The Anti-Hetman Uprising kickstarted the military careers of several Ukrainian figures, such as Hryhoriv (later known for his uprising against the Bolsheviks), Terpylo (known for his leadership of the Green armies), and Konovalets (future founder of the Organisation of Ukrainian Nationalists). Andriy Melnyk was also a member of the Sich Riflemen during the uprising, and among those who determined to launch the uprising in Bila Tserkva rather than in Kyiv.

== Response ==
The uprising was subject to intense criticism from Ukrainian left-wing nationalist figures. Mykhailo Hrushevsky, Ukrainian head of state prior to Skoropadskyi's coup d'état, allegedly described it as the "darkest moment of the Ukrainian revolution." The left wing of the Ukrainian Socialist-Revolutionary Party also condemned the uprising as "counter-revolutionary." The Ukrainian populace reacted with ambivalence, by this point exhausted after a year of political turmoil, though Petliura faced criticism in non-partisan press organs.
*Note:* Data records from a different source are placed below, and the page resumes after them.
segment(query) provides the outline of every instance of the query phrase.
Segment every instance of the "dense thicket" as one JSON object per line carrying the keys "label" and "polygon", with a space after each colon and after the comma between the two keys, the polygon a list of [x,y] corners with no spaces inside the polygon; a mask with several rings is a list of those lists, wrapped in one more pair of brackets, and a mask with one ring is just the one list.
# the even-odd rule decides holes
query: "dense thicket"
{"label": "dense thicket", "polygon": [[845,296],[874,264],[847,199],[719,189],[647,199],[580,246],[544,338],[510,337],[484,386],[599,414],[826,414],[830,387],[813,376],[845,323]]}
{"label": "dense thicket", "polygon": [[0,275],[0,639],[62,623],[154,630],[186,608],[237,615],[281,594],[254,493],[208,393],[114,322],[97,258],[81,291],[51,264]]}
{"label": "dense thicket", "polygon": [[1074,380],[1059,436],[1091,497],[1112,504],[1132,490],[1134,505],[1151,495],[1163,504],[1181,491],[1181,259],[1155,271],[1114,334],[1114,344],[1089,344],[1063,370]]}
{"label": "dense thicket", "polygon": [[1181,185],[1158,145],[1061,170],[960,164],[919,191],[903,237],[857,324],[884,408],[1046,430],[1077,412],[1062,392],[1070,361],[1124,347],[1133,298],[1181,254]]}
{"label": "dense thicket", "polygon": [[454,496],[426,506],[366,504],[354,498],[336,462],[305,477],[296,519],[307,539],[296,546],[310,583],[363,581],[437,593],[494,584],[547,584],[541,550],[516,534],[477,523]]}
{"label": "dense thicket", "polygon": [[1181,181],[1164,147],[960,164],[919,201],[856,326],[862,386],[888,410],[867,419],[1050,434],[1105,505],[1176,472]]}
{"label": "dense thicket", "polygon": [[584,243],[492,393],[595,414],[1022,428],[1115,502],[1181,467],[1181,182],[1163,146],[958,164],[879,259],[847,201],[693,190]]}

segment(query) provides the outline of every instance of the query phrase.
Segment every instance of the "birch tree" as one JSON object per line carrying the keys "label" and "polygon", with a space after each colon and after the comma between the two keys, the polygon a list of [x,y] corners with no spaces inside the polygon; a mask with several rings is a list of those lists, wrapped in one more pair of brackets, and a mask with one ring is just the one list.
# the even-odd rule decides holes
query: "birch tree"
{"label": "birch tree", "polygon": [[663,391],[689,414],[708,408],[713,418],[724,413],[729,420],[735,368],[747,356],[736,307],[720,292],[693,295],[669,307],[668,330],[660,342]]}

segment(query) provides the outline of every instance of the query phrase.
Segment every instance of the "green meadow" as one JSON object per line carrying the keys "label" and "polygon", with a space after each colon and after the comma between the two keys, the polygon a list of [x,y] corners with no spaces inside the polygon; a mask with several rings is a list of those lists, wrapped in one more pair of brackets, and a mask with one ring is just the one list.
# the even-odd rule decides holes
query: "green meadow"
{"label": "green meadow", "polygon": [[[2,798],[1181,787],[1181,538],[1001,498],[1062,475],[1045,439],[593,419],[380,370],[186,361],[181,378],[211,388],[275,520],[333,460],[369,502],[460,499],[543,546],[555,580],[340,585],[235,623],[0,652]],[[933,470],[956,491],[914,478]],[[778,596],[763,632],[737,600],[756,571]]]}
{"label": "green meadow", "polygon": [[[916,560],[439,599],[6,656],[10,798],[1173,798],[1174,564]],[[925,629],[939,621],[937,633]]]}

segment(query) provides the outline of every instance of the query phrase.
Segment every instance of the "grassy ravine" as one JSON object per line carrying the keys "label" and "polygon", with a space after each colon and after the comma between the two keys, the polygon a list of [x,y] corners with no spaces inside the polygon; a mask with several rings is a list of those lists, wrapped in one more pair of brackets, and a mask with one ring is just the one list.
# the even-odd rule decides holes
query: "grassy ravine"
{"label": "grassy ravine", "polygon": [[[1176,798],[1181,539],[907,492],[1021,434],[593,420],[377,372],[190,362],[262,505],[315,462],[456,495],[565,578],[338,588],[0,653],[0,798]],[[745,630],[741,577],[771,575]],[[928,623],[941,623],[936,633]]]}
The remaining German soldiers in Kyiv, seeking to evacuate after the collapse of the German Empire, were primarily concerned with the continued operation of the Korosten railway station, which would allow them to return to Germany.

Conversely, in Bolshevik circles, the uprising was met with support. Prior to the uprising's beginning, Bolsheviks Christian Rakovsky and Dmitry Manuilsky met with the Directorate's leaders, where they agreed to support the Directorate through ceasefire violations and recognition of the Ukrainian People's Republic in return for the legalisation of the Communist Party of Ukraine. These agreements were a tactical move by the Bolsheviks, as part of a broader campaign to weaken Ukrainian nationalists and strengthen the position of communist insurgent groups. Other left-wing groups from throughout the Russian Empire, including the Left Socialist-Revolutionaries and anarchists, also supported the uprising.

==In culture==
Events of Mikhail Bulgakov's semi-autobiographical novel The White Guard take place in Kyiv during the uprising against Skoropadsky's rule, when the city was contested between Germans, the White Guard and Ukrainian forces.